Electro-Kevin said...

15+ interest rates then we'd see what a bubble the housing market is. The BofE is looking out for a bubble but the last one never went down.

We're at virtually zero interest. Bank of mum and dad has stepped in, as have the gramps, and we're still having to resort to HTB.

The whole thing is still built on sand.

Steven_L said...

On 2.

Was watching some program about folk who live on benefits in Liverpool. A quick look at Zoopla revealed gross yields for renting to minkers on HB in Anfield is about 11%. So gross yields on residential housing range from <3% for prime to 11% for people who decorate with spray paint and keep pythons. No bubble or are investors only looking at return on capital rather than return on assets? If the cost of leverage goes up they get wiped out surely?

4.

No one wants to get into debt. The keep trying to persuade us, the green deal, help to buy etc. But what if all these scheme flop and hardly anyone wants to take on a big loan? I mean, why would anyone want a dirty great 6 figure loan hanging around their necks? Our demographics are skewed toward debt deflation and it could be here for a while.

Blue Eyes said...

While Stephen_L is worrying about graffiti, friends of mine are getting a decent return on capital invested by buying houses in Blackpool and renting them out to sensible HB-receiving tenants.

Steven_L said...

BE, history might suggest that taking the risky high yield stuff and generating as much cash as you can is the best way to play it from this stage of the cycle.

But that's if you are betting on a 'normal' 18 year or so land price cycle rather than Japanese-esque debt deflation or worse.

In the late 90's 20% to even 50% yields were more the norm for that kind of investment. As interest rates fell and house prices surged you could cash in the rubbish to a bigger fool and use it to buy the decent stuff down south.

Only this time interest rates can't really fall and wages and benefits aren't really rising. Buying crap in the north is just a bet on ZIRP hanging around for the next 10 years and the economy not tanking. There's more ways than BTL to make that bet.

MyUsualNameForThisPlace said...

Am I the only one who thinks that the Spanish and Italian economies have collapsed?
Not 'are in recession', not 'are going through a rough patch', but are disintegrating entirely.
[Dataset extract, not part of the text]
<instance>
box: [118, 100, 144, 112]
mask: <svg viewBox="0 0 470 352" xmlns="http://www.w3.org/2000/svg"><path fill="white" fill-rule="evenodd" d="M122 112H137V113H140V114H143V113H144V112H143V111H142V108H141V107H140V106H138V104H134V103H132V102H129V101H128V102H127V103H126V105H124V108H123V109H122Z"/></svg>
The money running around europe like a scalded cat is trying desperately to avoid the inevitable 'bail in' required to prevent total meltdown in the med. How can Britains economy stay afloat when this is realised?

It cant.
Buy all the bedsits you want when the crunch comes you'll need liquidity and the desperation to sell will be spectacular.

I've already written about the desperation and high-jinks occurring in pension funds (commercial property being sold to pension funds so that cash can be released).
The situation in many, many businesses (particularily trad professions who own their offices and have private pensions like accountants, solicitors, engineers) is absolutely dire. They've been taking losses and waiting for an uptick for 5-6 years now and they are nearly totally broke.

This is going to be a disaster unless the govt start dealing with reality.

IronMatt said...

Would take forecasting advice from the BOE with their dreadful record.

SVR also seem very high in relatiom to the base rate, so once rates rise those on SVR will really feel the pinch. I bought my first home in 2000 when the base rate was a lot higher than now but the SVR's were not.